NORMAL BLEEDING VS. WARNING BLEEDING

Bleeding is common, but it is NOT normal, sister! Consider it a warning sign and call your doctor at the first sign of bleeding. In the first trimester, bleeding can be a sign of miscarriage, ectopic pregnancy, or other complications. In the second and third trimesters, bleeding can result from placenta previa or placental abruption, or from other threats to the pregnancy. Bleeding following a manual exam or intercourse is generally acceptable, but never hesitate to call your doctor to describe your symptoms.
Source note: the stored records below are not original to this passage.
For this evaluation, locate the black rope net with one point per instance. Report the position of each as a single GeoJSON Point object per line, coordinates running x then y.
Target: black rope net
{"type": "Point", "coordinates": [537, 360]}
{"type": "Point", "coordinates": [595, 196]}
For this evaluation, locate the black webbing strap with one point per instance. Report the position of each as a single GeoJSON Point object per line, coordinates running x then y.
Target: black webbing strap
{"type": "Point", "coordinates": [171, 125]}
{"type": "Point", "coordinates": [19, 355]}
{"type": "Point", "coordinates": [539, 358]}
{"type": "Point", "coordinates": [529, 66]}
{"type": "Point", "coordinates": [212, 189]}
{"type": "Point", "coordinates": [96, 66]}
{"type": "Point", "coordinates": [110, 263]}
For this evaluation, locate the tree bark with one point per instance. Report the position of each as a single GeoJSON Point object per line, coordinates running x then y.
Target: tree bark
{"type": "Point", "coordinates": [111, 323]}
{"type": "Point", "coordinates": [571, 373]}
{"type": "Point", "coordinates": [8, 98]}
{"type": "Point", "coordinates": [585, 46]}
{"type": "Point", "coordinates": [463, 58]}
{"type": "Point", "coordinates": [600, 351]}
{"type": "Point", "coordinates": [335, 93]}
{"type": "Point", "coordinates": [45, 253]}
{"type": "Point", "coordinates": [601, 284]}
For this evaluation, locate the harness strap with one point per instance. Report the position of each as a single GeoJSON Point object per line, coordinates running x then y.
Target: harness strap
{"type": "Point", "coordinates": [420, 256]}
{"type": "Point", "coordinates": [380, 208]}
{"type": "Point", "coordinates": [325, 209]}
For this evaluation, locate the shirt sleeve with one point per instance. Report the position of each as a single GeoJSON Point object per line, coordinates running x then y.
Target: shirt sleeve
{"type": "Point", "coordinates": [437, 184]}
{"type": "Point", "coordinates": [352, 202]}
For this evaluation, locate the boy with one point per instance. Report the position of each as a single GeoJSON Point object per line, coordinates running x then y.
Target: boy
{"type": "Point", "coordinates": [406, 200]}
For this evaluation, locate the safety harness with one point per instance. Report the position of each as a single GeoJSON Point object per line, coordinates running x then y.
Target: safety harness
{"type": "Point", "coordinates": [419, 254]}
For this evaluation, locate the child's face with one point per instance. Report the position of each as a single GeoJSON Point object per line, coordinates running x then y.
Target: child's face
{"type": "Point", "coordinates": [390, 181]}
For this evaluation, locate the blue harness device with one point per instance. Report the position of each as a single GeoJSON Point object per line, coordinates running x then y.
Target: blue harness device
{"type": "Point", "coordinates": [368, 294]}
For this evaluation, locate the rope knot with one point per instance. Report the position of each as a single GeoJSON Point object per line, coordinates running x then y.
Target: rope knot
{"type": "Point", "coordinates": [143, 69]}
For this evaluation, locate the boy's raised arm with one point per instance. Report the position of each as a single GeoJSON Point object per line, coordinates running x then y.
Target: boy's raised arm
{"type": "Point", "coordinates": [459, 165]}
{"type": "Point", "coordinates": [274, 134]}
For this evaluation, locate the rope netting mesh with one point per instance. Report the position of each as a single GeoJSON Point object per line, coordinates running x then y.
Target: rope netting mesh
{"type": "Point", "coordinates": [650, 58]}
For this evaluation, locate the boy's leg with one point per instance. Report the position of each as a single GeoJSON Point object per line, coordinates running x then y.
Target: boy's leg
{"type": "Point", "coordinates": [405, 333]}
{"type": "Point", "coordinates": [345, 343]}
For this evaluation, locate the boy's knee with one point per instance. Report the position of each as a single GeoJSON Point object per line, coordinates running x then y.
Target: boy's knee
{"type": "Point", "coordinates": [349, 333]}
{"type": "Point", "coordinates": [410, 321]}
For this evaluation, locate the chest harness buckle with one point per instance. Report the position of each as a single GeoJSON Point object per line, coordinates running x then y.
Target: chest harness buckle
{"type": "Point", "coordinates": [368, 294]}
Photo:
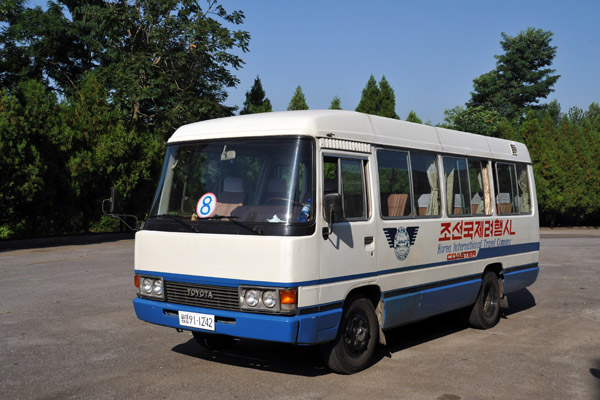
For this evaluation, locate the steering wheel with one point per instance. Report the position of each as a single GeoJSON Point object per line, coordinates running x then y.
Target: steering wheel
{"type": "Point", "coordinates": [280, 199]}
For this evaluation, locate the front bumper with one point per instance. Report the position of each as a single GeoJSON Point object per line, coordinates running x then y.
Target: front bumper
{"type": "Point", "coordinates": [301, 329]}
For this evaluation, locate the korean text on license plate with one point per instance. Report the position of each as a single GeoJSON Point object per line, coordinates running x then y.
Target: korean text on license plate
{"type": "Point", "coordinates": [197, 320]}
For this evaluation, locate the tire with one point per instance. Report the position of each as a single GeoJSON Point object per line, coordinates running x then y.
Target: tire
{"type": "Point", "coordinates": [213, 341]}
{"type": "Point", "coordinates": [485, 313]}
{"type": "Point", "coordinates": [356, 340]}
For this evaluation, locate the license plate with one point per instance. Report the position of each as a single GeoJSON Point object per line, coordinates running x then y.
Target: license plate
{"type": "Point", "coordinates": [197, 320]}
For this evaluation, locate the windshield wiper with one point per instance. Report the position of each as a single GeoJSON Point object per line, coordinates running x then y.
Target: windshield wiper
{"type": "Point", "coordinates": [189, 226]}
{"type": "Point", "coordinates": [233, 218]}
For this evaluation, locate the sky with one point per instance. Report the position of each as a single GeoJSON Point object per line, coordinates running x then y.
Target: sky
{"type": "Point", "coordinates": [429, 51]}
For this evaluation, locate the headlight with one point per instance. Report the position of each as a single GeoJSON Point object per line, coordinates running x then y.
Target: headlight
{"type": "Point", "coordinates": [147, 287]}
{"type": "Point", "coordinates": [157, 288]}
{"type": "Point", "coordinates": [269, 300]}
{"type": "Point", "coordinates": [151, 287]}
{"type": "Point", "coordinates": [252, 298]}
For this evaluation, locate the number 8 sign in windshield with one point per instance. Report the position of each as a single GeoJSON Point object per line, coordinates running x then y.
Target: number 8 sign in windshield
{"type": "Point", "coordinates": [207, 205]}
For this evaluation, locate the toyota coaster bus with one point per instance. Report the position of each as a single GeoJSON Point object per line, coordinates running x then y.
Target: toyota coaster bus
{"type": "Point", "coordinates": [330, 227]}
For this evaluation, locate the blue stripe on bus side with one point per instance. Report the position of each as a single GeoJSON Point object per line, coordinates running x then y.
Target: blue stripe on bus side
{"type": "Point", "coordinates": [492, 252]}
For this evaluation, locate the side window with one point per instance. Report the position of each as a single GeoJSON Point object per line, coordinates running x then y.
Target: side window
{"type": "Point", "coordinates": [506, 189]}
{"type": "Point", "coordinates": [524, 200]}
{"type": "Point", "coordinates": [394, 183]}
{"type": "Point", "coordinates": [458, 191]}
{"type": "Point", "coordinates": [480, 187]}
{"type": "Point", "coordinates": [353, 189]}
{"type": "Point", "coordinates": [426, 184]}
{"type": "Point", "coordinates": [347, 177]}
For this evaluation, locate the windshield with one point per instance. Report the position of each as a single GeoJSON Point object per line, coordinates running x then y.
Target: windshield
{"type": "Point", "coordinates": [263, 181]}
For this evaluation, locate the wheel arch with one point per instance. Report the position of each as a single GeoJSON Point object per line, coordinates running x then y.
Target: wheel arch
{"type": "Point", "coordinates": [497, 269]}
{"type": "Point", "coordinates": [370, 291]}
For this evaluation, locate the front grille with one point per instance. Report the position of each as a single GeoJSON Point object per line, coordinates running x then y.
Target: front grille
{"type": "Point", "coordinates": [221, 298]}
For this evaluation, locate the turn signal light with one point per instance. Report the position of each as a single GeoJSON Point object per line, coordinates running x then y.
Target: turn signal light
{"type": "Point", "coordinates": [288, 296]}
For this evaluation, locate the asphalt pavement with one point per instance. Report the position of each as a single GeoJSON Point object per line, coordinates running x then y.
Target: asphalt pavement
{"type": "Point", "coordinates": [68, 330]}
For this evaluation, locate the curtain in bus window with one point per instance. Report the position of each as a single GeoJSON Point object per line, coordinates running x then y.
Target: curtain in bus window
{"type": "Point", "coordinates": [487, 188]}
{"type": "Point", "coordinates": [353, 190]}
{"type": "Point", "coordinates": [506, 195]}
{"type": "Point", "coordinates": [476, 172]}
{"type": "Point", "coordinates": [394, 183]}
{"type": "Point", "coordinates": [449, 188]}
{"type": "Point", "coordinates": [426, 186]}
{"type": "Point", "coordinates": [458, 196]}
If you are unable to reach your doctor, go to your hospital’s emergency room or labor and delivery department.

“I have been bleeding for ___ hours, and changing my pad or pantyliner every ___ hours. I do/don’t have a fever. I have pain in my ____. I am/am not having cramping. I am feeling tired/dizzy/faint.”

LEAKING URINE VS. LEAKING AMNIOTIC FLUID

One way to tell if the wet sensation you’re feeling is urine or amniotic fluid is to take note of the smell. If you’ve ever changed a diaper, you know the smell of urine. The smell of amniotic fluid isn’t quite so easy to detect. It may be sweet smelling, or odorless. If you aren’t sure, consider the quantity and frequency. A small trickle that doesn’t stop is likely to be amniotic fluid and so is that big gush you see in movies . Occasional wetness is likely to be urine. If you have been having contractions and the contractions suddenly become more intense when you stand up or use the bathroom, that also can be a sign that your water has broken. Your doctor can do a simple test in the office to determine if any amniotic fluid is present and can also discuss with you any signs of preterm labor.

“I think I may be leaking amniotic fluid. I first noticed it ____ and it keeps going. Should I come in to have you check the pH or do a ferning test?”

NORMAL DISCHARGE VS. LOSING THE MUCUS PLUG

A white, thin or milky discharge called leukorrhea is normal in pregnancy, and abundant! It can be odorless or have a mild, inoffensive smell. But, if it is causing itching, burning, or inflammation, it is more likely to be a yeast infection and you should contact your doctor. Also call your doctor if the discharge is any color other than white or it has a bad smell. It may be bacterial vaginosis or a sexually transmitted disease.

If you notice that the discharge has become clear and sticky like egg whites, and you are not yet 37 weeks, it may be a sign of preterm labor. The mucus plug may be deteriorating as the cervix begins to soften and dilate. The mucus plug can be expelled gradually, or in one or more gel-like globs that can appear clear, white, or yellow and may be tinged with blood.

“I noticed a large glob of mucus in the toilet/in the shower/on my toilet tissue. The color was ____ and I did/didn’t notice any blood.”

Never think you are being a nuisance; your medical professionals are experts and are there to help.

If your symptoms continue, call again or go directly to the Labor and Delivery department of your hospital. Think of it as an emergency room for pregnant women!